I'm executing the following command which executes a group of scripts with each script being a curl download.
parallel --resume-failed --joblog logshd.log {1} ::: SH/*.sh
The set of files downloaded is quite large. I've noticed some files don't download.
I hoped that the resume-failed parameter would ensure that all the downloads that fail resume and complete.
From the gnu documentation
Where --resume-failed reads the commands from the command line (and ignores the commands in the joblog), --retry-failed ignores the command line and reruns the commands mentioned in the joblog.
I'm not clear on what ignoring the command line or ignores the commands in the job log means. Could that be clarified.
Can --resume-failed and --retry-failed be declared within the same command and if so what is the effect of that?
Regards Conteh
If we assume the download fails intermittently then your answer is --retries 10
. It will run the command 10 times before giving up.
--resume-failed
and --retry-failed
are both used when GNU Parallel has finished, and you then figure out that you want to retry some of the jobs again.

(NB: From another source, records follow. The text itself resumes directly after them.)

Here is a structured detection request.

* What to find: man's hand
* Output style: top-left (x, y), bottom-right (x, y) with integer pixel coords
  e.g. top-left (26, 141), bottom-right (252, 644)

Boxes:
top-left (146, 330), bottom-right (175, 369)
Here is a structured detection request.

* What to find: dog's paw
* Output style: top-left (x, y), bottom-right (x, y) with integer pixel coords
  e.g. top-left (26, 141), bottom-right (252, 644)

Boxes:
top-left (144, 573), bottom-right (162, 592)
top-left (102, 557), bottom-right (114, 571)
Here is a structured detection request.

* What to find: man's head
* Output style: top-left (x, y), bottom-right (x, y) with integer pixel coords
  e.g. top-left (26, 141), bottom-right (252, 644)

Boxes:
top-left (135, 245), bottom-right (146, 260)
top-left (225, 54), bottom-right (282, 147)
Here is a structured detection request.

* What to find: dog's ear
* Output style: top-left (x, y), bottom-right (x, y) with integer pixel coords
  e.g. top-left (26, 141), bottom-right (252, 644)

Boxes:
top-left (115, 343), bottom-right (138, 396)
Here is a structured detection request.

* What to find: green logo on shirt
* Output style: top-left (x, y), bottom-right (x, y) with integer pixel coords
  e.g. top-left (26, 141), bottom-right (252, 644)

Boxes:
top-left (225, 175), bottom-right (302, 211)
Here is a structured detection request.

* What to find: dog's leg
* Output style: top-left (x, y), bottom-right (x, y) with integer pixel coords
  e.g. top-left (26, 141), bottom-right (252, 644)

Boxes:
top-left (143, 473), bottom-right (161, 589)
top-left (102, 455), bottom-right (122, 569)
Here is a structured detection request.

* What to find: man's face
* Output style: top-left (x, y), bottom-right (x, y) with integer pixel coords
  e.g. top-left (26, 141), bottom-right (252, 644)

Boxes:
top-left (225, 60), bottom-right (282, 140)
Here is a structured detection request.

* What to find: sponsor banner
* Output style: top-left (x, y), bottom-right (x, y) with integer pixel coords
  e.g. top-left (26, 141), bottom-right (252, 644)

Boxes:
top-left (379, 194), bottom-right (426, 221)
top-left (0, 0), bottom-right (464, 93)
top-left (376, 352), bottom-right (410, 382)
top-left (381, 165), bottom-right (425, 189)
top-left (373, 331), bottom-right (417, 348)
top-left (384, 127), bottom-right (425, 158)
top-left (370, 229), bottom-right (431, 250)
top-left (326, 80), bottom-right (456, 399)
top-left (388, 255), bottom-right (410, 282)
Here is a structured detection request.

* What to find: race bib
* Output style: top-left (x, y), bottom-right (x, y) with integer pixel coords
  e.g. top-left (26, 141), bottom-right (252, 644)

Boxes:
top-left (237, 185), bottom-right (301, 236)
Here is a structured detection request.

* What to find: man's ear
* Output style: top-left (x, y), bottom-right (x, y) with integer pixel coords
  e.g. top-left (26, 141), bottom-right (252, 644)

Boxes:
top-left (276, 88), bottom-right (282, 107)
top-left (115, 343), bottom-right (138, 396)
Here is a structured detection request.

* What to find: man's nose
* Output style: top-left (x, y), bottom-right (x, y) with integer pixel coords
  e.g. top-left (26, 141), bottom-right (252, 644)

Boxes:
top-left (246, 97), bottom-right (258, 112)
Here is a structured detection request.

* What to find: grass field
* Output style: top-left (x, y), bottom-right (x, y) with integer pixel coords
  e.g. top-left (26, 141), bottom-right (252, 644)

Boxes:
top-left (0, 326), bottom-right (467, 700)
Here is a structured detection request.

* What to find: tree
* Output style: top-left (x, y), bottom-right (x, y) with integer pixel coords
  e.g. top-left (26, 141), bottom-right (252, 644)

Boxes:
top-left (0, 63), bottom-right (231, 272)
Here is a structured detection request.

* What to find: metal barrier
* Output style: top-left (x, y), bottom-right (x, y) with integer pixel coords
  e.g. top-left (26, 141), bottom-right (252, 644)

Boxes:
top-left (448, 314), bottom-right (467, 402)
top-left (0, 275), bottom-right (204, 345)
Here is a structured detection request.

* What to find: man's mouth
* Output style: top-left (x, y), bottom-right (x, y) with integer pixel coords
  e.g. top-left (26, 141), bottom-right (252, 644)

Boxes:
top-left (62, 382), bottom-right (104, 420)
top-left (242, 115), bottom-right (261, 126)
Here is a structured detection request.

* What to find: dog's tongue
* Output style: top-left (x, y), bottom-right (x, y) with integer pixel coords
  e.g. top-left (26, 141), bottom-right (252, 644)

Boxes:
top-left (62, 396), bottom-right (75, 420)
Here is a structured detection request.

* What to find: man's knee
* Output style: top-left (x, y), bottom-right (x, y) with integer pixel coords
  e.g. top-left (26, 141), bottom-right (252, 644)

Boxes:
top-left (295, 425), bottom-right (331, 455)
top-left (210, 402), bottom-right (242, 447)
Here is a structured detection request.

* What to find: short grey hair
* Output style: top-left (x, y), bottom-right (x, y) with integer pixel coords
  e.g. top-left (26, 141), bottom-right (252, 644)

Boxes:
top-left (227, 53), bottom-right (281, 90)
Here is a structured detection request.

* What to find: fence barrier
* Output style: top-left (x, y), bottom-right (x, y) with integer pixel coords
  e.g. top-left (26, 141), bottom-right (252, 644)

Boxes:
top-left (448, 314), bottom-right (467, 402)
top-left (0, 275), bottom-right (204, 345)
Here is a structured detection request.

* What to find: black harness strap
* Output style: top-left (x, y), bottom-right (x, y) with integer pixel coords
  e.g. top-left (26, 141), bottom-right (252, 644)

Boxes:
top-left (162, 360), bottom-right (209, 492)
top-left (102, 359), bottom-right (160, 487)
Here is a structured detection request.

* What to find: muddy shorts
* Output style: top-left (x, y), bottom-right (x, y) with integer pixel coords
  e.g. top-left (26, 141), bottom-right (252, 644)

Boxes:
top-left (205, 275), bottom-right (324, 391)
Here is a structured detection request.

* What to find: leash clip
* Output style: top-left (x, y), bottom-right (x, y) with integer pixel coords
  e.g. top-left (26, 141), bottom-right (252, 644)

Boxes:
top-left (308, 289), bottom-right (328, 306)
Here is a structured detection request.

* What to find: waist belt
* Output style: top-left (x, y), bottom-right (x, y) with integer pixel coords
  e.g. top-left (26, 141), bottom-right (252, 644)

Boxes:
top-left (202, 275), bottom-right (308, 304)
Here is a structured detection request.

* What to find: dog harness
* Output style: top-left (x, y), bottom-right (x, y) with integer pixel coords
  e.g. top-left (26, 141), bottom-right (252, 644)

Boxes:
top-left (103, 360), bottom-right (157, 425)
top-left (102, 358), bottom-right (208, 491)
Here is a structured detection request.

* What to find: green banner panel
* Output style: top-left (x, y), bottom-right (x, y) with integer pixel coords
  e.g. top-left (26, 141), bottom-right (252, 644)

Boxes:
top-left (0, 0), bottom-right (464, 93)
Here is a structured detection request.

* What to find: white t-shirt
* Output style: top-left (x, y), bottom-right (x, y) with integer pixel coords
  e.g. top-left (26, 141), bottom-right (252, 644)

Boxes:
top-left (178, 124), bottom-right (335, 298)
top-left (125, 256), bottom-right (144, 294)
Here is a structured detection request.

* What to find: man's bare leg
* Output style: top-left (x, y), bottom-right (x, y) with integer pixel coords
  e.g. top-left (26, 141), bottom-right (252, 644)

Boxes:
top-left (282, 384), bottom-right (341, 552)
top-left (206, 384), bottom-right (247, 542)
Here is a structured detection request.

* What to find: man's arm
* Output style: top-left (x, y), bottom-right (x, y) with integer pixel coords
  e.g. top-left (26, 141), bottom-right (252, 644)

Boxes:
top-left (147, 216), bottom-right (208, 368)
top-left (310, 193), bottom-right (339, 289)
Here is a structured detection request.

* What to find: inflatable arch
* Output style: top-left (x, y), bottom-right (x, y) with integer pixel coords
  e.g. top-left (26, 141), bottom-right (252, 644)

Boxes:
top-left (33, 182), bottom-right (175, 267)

The difference between the two is in how to retry the command.
--retry-failed
will run exactly the same command as failed before. It does that by looking in the joblog for the command. This is typically what you want.--resume-failed
is used if you figure out that the failing command actually needed some other parameter: i.e. GNU Parallel should not run exactly the same command, but it should run a (typically slightly changed) command with the same parameters instead.